Wanna know examples for my rumination?

Since I was a child I easily got sick. Until now. I can't help myself but thinking, "Why am I always getting sick? Am I gonna die at young age? Am I gonna get any terminal disease?" Or, "I think the world is gonna end anytime soon." Or, "Geez, I don't think human will survive for next hundreds of years. We're gonna suffer." Or, "Why did he cheat on me? Is it because I'm not attractive enough? Am I ugly? Am I stupid?" There you go.

These kinds of thought -- without me realizing it -- have been consuming me from inside. No wonder I'm physically and psychologically weak. I often deprecate myself. I often get stressed and panic. I worry too much. I think this is contributing to my bad health.

The last few years have not been really great for me. Deaths, illness, betrayals, disappointments, shocking news have made me exaggerating things. I called friends just to cry and blame every thing. To look at it clearly now, I made myself as the center of the universe at the time. I thought my problems were the most problematic and sophisticated ever in the whole world. These were hard for me. I viewed myself as a victim. At one point, those became my justification for me to be a jerk myself.

Just when I thought things were getting better, I had to be crushed again. The wound that caused by someone often times still open and bleed. I was never completely healed. Few months back I had relapses. I was so down. 

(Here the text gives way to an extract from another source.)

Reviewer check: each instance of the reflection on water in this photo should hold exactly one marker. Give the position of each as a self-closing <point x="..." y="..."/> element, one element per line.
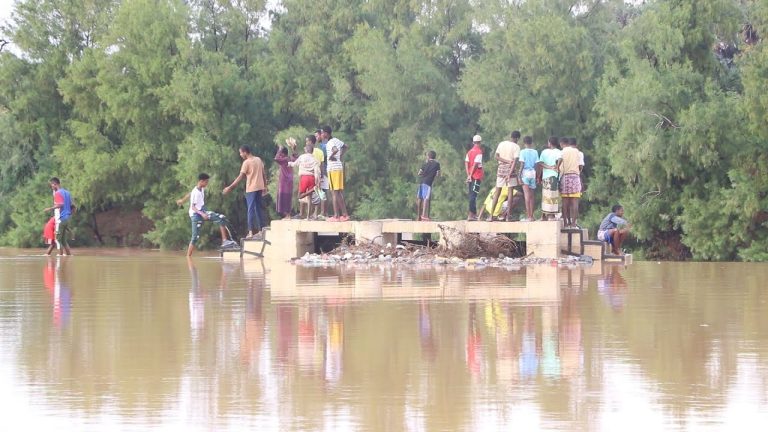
<point x="157" y="340"/>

Then my psychologist suggested me to read about self-compassion. You know, it's funny that I've never heard of self-compassion before. I mean, I studied psychology. That made me doubt myself as a psychology student. Ha, ha.

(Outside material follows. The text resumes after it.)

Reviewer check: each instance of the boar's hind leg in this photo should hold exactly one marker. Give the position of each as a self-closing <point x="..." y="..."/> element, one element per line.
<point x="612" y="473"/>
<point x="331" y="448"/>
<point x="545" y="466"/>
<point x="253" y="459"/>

Well, back to self-compassion.

The first thing I did was watching the TED Talk given by Kristin Neff. She studies self-compassion for more than 15 years now. Definitely she's one of the leading experts about self-compassion.




We are often our own worst critics. We are our own enemies. It's easy for us to say bad things--things that we will never say to our loved ones--to ourselves. Question is: Why? Why can't we treat ourselves with loving and kindness just like we treat our partner, family, and best friends? Do we ever realize how devastating the effect will be if we continue to be hard on ourselves?

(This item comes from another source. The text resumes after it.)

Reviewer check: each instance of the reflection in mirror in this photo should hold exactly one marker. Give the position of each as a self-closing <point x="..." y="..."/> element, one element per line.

After watching that, I was getting more curious. So, I read an ebook titled Self-Compassion by Kristin Neff. Though I think it's a little bit of autobiography, but it's still a cool book. It's an eye opener. It doesn't only write about self-compassion (or her life story), but also gives you guidance how to practice it.

I'm not gonna discuss the whole book here. It will be very long and boring. Besides, this post is about my story, remember? But, I'm still gonna give you a glimpse from the book.

First of all, what is self-compassion? From her website:

Having compassion for oneself is really no different than having compassion for others. ... Self-compassion involves acting the same way towards yourself when you are having a difficult time, fail, or notice something you don’t like about yourself. Instead of just ignoring your pain with a “stiff upper lip” mentality, you stop to tell yourself “this is really difficult right now,” how can I comfort and care for myself in this moment?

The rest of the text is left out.